Hans' photographs are distributed worldwide by "Masterfile,"

Canada's largest stock image agency, where he has been

a contributor for over 30 years.

In addition to travelling the country in search of unforgettable images, Hans has found the time to publish several books of various interests, including children’s books, some in collaboration with other experts. The text for "Sciencescape - the Nature of Canada" (Oxford University Press Canada), for example, was written by eminent scientist and broadcaster, David Suzuki. Hans' latest book, based on his experiences with northern people, "The Voice of the Natives-The Canadian North and Alaska", originally published in English (Penumbra Press) and German (Verlag M.u.H von ger Linden,Wesel Germany), has been translated into Inuktitut, the language of the Inuit and published by foto blohm - associates ltd.


Let’s do it again ...

The list of Hans' clients reads like a "Who's Who" of Canadian institutions and enterprises. His assignments have taken him to locales ranging from the exotic to the highly prestigious. The first-ever production of a photographic catalog of all artworks in the custody of the National Gallery was undertaken by Hans and another photographer on the occasion of the Gallery's 100th anniversary. His work in the Canadian House of Commons has found him at various times perched on top of the Speaker's table or constructing a special "tent" to control lighting around the highly polished Speaker's mace. And how many photographers have had the occasion to support their camera with a solid gold bar while working deep within the main vault of the Royal Bank of Canada !

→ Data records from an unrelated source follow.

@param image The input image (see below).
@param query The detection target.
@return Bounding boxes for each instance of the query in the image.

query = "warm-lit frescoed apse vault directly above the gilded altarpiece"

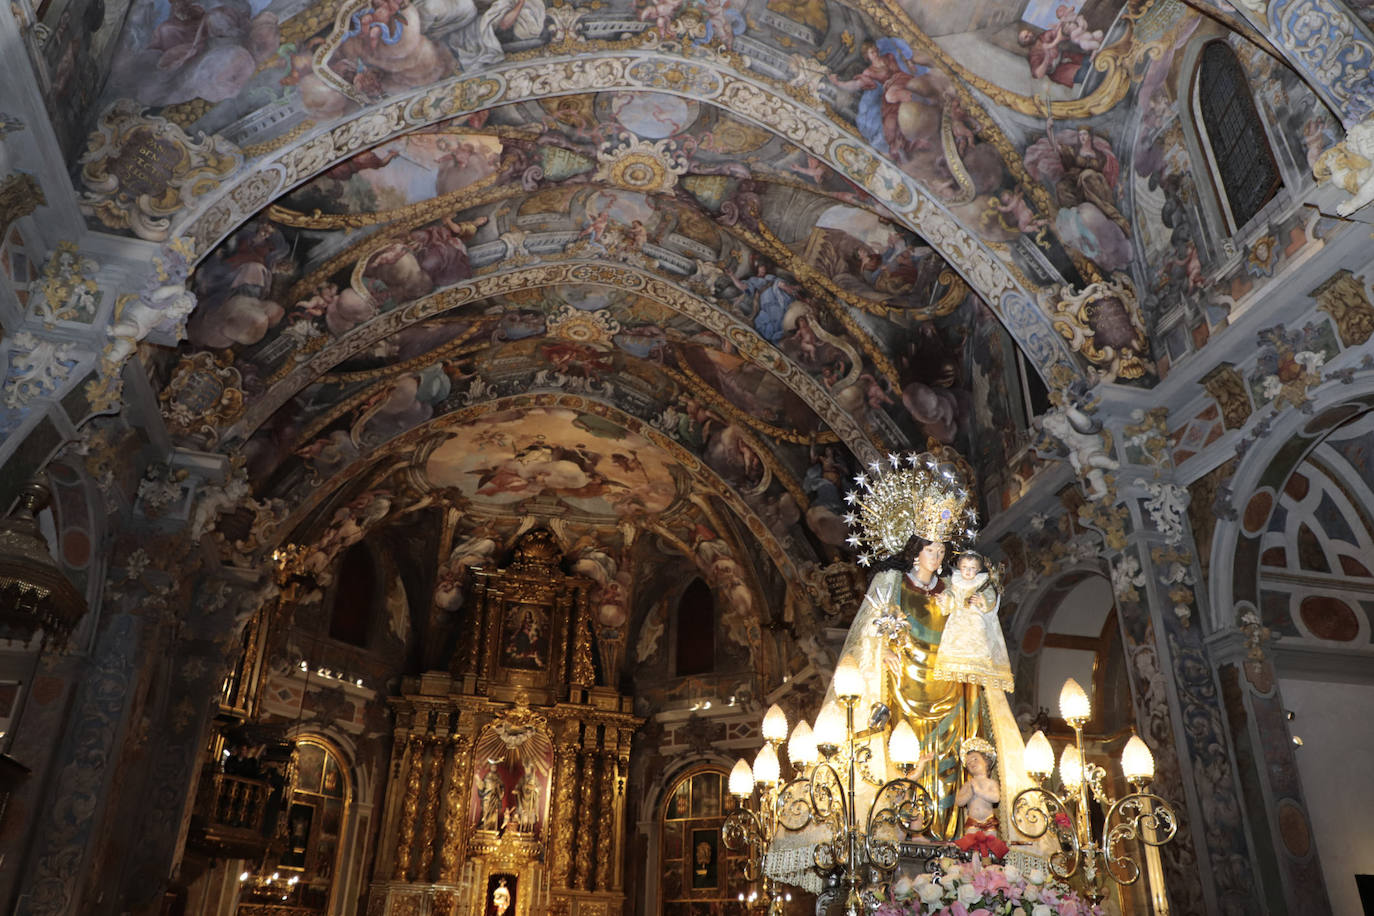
[278,394,797,669]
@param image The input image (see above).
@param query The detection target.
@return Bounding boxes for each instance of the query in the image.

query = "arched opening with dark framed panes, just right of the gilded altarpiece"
[658,768,746,916]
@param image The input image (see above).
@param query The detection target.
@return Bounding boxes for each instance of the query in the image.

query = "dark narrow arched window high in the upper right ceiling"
[1193,41,1283,232]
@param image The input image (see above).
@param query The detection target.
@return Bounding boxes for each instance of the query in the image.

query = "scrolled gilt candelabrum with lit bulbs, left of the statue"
[725,658,934,916]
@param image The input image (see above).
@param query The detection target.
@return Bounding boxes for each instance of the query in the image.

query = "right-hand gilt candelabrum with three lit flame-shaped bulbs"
[1011,677,1178,912]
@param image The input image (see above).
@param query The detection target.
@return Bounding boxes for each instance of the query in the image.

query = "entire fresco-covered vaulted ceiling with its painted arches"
[5,0,1357,667]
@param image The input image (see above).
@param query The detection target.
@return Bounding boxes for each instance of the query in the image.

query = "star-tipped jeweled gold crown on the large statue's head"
[845,452,978,566]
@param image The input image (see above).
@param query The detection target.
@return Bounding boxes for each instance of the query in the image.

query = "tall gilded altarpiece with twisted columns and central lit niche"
[368,530,642,916]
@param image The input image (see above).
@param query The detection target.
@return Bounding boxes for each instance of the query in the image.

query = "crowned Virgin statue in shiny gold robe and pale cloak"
[765,453,1029,891]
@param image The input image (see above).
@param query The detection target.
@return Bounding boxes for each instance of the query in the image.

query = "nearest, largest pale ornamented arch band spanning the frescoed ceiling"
[173,48,1083,387]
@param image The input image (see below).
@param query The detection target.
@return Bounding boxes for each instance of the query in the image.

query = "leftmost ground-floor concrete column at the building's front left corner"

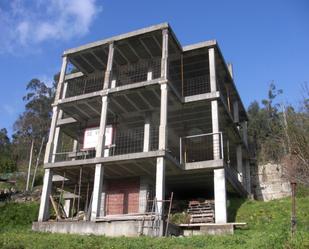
[38,169,53,221]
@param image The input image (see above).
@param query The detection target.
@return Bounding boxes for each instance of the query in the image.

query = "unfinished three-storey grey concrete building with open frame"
[33,23,250,236]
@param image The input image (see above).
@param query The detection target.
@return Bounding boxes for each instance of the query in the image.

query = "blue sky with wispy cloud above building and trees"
[0,0,309,134]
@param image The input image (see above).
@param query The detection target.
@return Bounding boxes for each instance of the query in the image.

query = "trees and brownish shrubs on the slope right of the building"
[248,83,309,186]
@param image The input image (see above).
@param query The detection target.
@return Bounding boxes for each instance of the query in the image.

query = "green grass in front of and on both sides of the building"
[0,196,309,249]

Canada's North and Northern People have long held a particular fascination for Hans. He has criss-crossed the high arctic by floatplane taking thousands of aerial photographs, has personally driven four times from his home in Ottawa over the Mackenzie Ice Road to Tuktoyaktuk on the Beaufort Sea (logging over 25000 km on a single trip) , and has explored by sailboat the remote, uninhabited fjords of Labrador.

An altogether different aspect of Hans' work has focussed on the High Technology sector. Images of integrated circuits captured on Hans' research microscope have appeared in the corporate publications of Nortel, Mitel Semiconductor (now Zarlink) and Mosaid. A number of these, blown up into large backlit mural panels, were used to create a stunning panoramic array greeting visitors upon their arrival at Mitel's main reception lobby.

To date, Canada Post has produced no fewer than 18 commemorative and decorative special issue stamps using Blohm images. The first stamp to feature Blohm photography was for National Art Gallery 100th Anniversary and portrayed a sculpture.

Other published titles have included:

"THE BEAUTY OF BC." (Methuen Publishing)

"THE BEAUTY OF ONTARIO" (Methuen Publishing)

"THE BEAUTY OF QUEBEC" (Methuen Publishing)

"THE BEAUTY OF THE MARITIMES" (Methuen Publishing)

"ALASKA" (Oxford University Press Canada)

"PEBBLES TO COMPUTERS" (Oxford University Press Canada)

"EGGCARTON ZOO" (Oxford University Press Canada)

"EGGCARTON ZOO II" (Oxford University Press Canada)

“Congratulations to my dear friend, fellow photographer and author, Hans Blohm, for being appointed a Member of the Order of Canada by His Excellency the Right Honourable David Johnston, Governor General of Canada.  The official announcement came early this afternoon <November 3, 2011> from Rideau Hall.  The honour pays tribute to Hans' lifelong commitment to ‘preserving Canada's northern heritage through the lens of his camera’.”   Claus Vogel,  Freelance travel and outdoor photojournalist

Blohm published Pebbles to Computers with Anthony Stafford Beer (Oxford University Press), with an introduction by David Suzuki. The book traces the evolution of technology from early pebble to computers through information storage devices such as the Phaistos Disc in Crete, Stonehenge, and medieval calculators.

Blohm invested over six years of research and travel (to thirteen countries) before the book was published. As well as the book, an international exhibit, and a one hour TVOntario documentary were produced.